The problem that I've run into is what to do when a group's roster changes. Specifically, how can a client get the initial full dataset for only new members of a group? A _since export only includes resources that have a lastUpdated time after the supplied since parameter. A full export would include the new member's resources, but it is very inefficient because the number is of new members is small. One solution would be to use a synchronous method to get an individual member's resource. Another solution would be for clients to request a full export periodically. Both of these solutions are inefficient. I want to offer an export operation that includes all resources updated since a timestamp and every resource that belongs to a new member since a timestamp.

So, has anybody run into this problem? It seems to have been discussed a little on subscriptions and since parameter interaction. Thanks in advance for any advice.

view this post on Zulip Michele Mottini (Oct 08 2019 at 02:21):

Very good point...no idea about a solution though

view this post on Zulip Paul Church (Oct 08 2019 at 02:58):

Google has encountered a pattern like that, often posed as:

My app/ML model/dataset/whatever has access to only patients currently admitted to facility X, and I subscribe to or periodically export changes to those patients. When an admission happens I want to go get all of the historical record for the patient that I newly gained access to.

In this context we lean towards "subscribe to patient admissions, call synchronous patient-everything" because the flow of data is near-real-time and the rate of patients appearing is reasonably low. For weekly updates this is not going to work.

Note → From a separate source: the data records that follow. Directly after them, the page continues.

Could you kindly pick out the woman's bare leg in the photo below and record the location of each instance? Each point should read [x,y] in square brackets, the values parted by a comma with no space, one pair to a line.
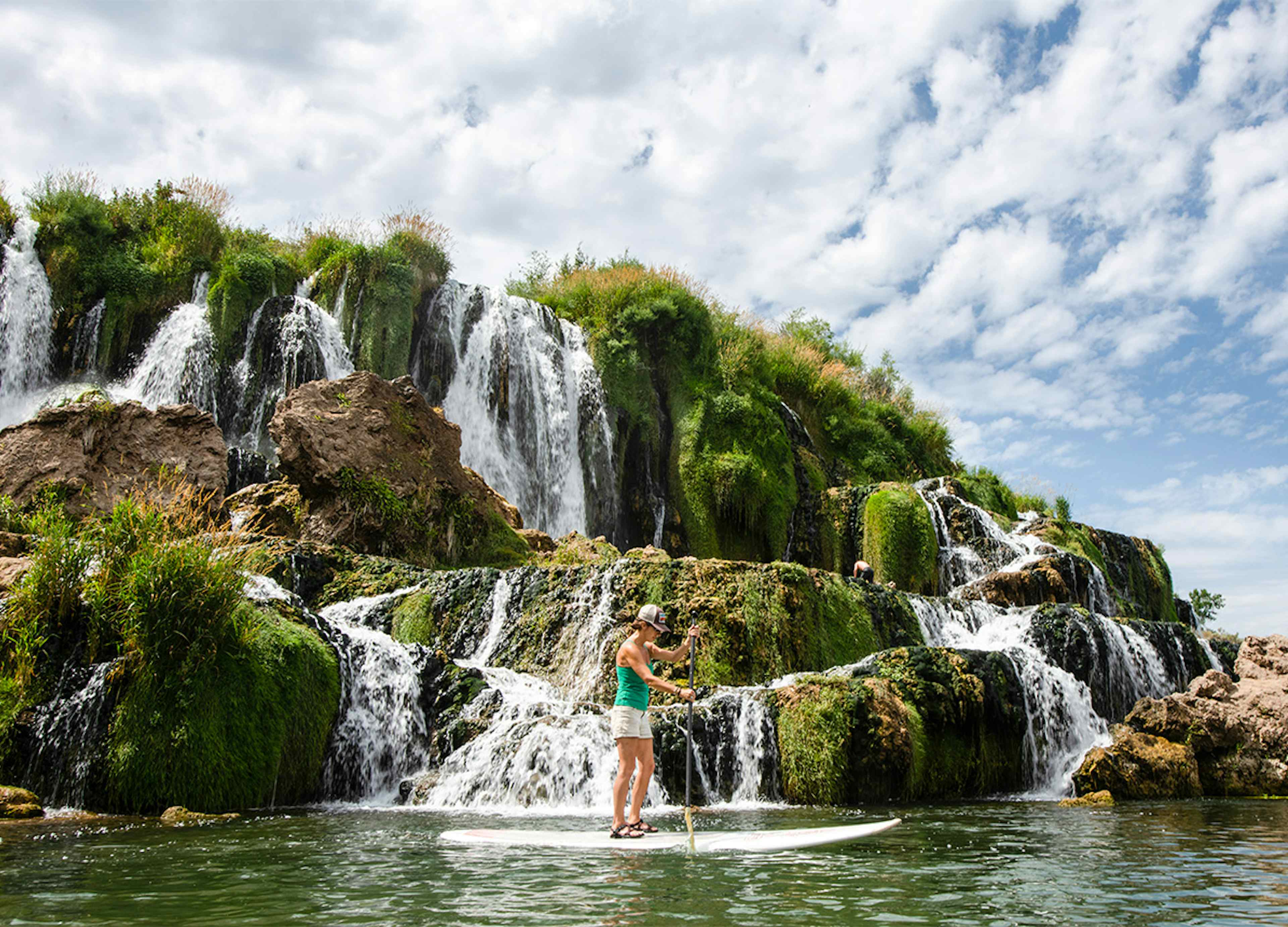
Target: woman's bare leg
[625,769]
[644,758]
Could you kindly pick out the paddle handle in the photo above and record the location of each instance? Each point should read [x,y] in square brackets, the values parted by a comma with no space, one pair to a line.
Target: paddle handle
[688,732]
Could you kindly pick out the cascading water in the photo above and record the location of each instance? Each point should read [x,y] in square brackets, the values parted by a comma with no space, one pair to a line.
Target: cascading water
[69,734]
[380,733]
[290,340]
[531,407]
[178,365]
[26,324]
[86,340]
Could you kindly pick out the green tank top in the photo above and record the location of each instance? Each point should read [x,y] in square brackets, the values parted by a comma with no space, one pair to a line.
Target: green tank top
[632,691]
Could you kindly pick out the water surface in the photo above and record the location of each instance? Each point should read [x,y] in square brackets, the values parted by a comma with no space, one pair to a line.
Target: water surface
[1209,862]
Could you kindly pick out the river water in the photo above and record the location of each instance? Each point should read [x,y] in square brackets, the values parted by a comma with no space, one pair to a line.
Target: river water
[1210,862]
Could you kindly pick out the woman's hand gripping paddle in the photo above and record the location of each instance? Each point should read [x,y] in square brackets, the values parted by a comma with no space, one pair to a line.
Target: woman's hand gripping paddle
[688,759]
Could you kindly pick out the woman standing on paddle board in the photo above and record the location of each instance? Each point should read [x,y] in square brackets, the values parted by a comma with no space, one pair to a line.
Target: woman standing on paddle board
[629,717]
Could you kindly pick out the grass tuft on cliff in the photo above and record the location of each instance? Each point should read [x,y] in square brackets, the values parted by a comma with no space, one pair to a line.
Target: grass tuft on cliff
[709,393]
[222,705]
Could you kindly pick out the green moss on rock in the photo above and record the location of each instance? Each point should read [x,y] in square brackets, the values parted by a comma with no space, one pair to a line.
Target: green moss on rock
[900,540]
[244,729]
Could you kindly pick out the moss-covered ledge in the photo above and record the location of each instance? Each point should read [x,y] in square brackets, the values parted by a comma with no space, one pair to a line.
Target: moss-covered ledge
[923,723]
[759,621]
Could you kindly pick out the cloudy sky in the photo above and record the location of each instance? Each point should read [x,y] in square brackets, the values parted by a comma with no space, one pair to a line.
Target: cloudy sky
[1068,223]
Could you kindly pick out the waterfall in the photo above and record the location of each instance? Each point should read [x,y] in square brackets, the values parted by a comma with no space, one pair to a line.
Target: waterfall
[69,737]
[525,391]
[86,338]
[289,340]
[178,365]
[26,324]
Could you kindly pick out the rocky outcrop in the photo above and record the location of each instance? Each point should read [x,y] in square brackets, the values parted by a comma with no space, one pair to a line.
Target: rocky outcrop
[177,814]
[268,509]
[380,472]
[1140,766]
[916,724]
[1103,799]
[1237,733]
[91,454]
[1136,572]
[17,804]
[12,571]
[760,621]
[1091,648]
[1059,579]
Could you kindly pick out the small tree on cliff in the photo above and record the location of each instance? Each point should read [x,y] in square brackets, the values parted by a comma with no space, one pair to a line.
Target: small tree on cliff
[1206,605]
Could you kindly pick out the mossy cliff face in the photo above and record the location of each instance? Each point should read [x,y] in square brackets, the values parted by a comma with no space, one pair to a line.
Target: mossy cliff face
[900,540]
[380,472]
[759,621]
[243,729]
[1135,570]
[247,731]
[928,723]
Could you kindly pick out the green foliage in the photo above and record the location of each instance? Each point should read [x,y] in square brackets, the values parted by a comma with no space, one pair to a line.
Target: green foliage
[1031,503]
[814,732]
[900,540]
[1206,605]
[44,613]
[8,218]
[223,706]
[244,728]
[137,250]
[986,488]
[669,352]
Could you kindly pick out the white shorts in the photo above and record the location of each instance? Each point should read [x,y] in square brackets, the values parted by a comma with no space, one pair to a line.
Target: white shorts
[627,721]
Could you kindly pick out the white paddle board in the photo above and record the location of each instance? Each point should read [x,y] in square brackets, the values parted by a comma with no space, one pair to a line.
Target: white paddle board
[708,841]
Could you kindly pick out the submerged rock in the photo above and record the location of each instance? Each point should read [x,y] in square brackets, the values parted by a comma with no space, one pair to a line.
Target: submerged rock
[1140,766]
[92,454]
[177,814]
[1236,733]
[18,804]
[1103,799]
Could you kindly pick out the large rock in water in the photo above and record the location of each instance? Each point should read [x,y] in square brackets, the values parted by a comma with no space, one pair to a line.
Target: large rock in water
[1237,732]
[382,473]
[95,452]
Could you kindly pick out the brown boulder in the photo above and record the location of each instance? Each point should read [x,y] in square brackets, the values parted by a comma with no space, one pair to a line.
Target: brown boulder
[382,473]
[268,509]
[1238,731]
[1140,766]
[96,452]
[12,571]
[539,541]
[1050,580]
[18,804]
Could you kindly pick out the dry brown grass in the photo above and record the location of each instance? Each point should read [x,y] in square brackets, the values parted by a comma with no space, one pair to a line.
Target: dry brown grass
[418,223]
[205,193]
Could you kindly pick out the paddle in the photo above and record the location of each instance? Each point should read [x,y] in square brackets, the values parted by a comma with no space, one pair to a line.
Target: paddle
[688,759]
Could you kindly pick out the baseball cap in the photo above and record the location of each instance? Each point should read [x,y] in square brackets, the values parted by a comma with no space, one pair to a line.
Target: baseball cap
[653,616]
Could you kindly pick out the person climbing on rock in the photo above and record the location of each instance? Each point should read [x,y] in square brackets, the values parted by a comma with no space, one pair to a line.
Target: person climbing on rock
[629,719]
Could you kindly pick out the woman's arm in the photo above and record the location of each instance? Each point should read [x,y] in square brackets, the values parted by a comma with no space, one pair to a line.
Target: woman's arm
[637,662]
[679,653]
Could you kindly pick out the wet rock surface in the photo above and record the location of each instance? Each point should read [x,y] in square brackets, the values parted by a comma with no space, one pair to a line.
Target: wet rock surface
[95,452]
[1236,732]
[380,472]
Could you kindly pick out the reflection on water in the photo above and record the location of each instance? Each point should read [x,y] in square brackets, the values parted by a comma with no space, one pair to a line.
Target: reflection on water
[990,863]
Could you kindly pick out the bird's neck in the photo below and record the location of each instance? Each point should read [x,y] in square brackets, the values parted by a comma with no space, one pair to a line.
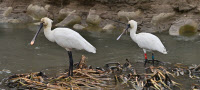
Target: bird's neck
[48,33]
[133,31]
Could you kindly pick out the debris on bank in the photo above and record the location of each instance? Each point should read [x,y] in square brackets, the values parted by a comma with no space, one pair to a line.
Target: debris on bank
[113,74]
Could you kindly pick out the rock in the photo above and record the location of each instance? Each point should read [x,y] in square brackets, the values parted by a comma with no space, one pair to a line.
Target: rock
[184,7]
[161,17]
[8,11]
[64,12]
[183,25]
[123,15]
[36,12]
[108,27]
[70,20]
[78,27]
[13,21]
[93,18]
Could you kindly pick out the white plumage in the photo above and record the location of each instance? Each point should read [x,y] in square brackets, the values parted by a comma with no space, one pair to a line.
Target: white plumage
[66,38]
[146,41]
[150,42]
[70,39]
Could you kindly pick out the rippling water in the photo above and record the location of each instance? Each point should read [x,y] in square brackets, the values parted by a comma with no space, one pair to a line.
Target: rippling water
[17,56]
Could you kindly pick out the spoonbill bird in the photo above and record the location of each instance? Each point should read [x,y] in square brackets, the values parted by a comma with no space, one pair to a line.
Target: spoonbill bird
[66,38]
[146,41]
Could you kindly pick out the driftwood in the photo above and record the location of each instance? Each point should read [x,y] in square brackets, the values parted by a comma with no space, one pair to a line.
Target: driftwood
[158,78]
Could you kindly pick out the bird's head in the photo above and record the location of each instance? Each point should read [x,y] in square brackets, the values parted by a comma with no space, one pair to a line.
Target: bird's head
[44,22]
[131,24]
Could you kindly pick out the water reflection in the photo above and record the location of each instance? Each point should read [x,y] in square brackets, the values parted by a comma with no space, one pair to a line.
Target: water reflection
[19,57]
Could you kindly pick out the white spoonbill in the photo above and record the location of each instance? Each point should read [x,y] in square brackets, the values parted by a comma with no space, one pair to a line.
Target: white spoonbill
[146,41]
[66,38]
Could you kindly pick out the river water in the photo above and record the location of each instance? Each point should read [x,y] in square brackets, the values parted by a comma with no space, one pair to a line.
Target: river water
[18,56]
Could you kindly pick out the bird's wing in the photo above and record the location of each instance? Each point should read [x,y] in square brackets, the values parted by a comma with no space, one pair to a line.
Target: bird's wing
[151,42]
[69,39]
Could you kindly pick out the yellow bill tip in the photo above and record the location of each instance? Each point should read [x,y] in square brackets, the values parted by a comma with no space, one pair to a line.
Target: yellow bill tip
[32,42]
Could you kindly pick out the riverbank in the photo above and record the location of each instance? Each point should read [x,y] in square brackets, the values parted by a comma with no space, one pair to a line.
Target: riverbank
[151,15]
[130,75]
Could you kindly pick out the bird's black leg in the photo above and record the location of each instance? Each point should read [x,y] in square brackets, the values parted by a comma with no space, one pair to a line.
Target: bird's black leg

There is a related problem in subscriptions of "I want to subscribe to the event that I gain access to a resource that I did not previously have access to" which applies this question to a push instead of pull relationship. (And its troublesome converse "...that I lose access to a resource...")

view this post on Zulip Paul Church (Oct 08 2019 at 03:03):

I have a fairly clear idea for to making Group/$export do what you want, but it requires that your Group has a properly maintained Group.member.period for every member.

When doing Group/$export?_since=T, for each member if period.start < T you export Patient/$everything?_since=T, and if period.start >=T you just export Patient/$everything because it's a new addition. This gets you what you want in one go.

view this post on Zulip Rick Hawes (Oct 08 2019 at 04:10):

I have a fairly clear idea for to making Group/$export do what you want, but it requires that your Group has a properly maintained Group.member.period for every member.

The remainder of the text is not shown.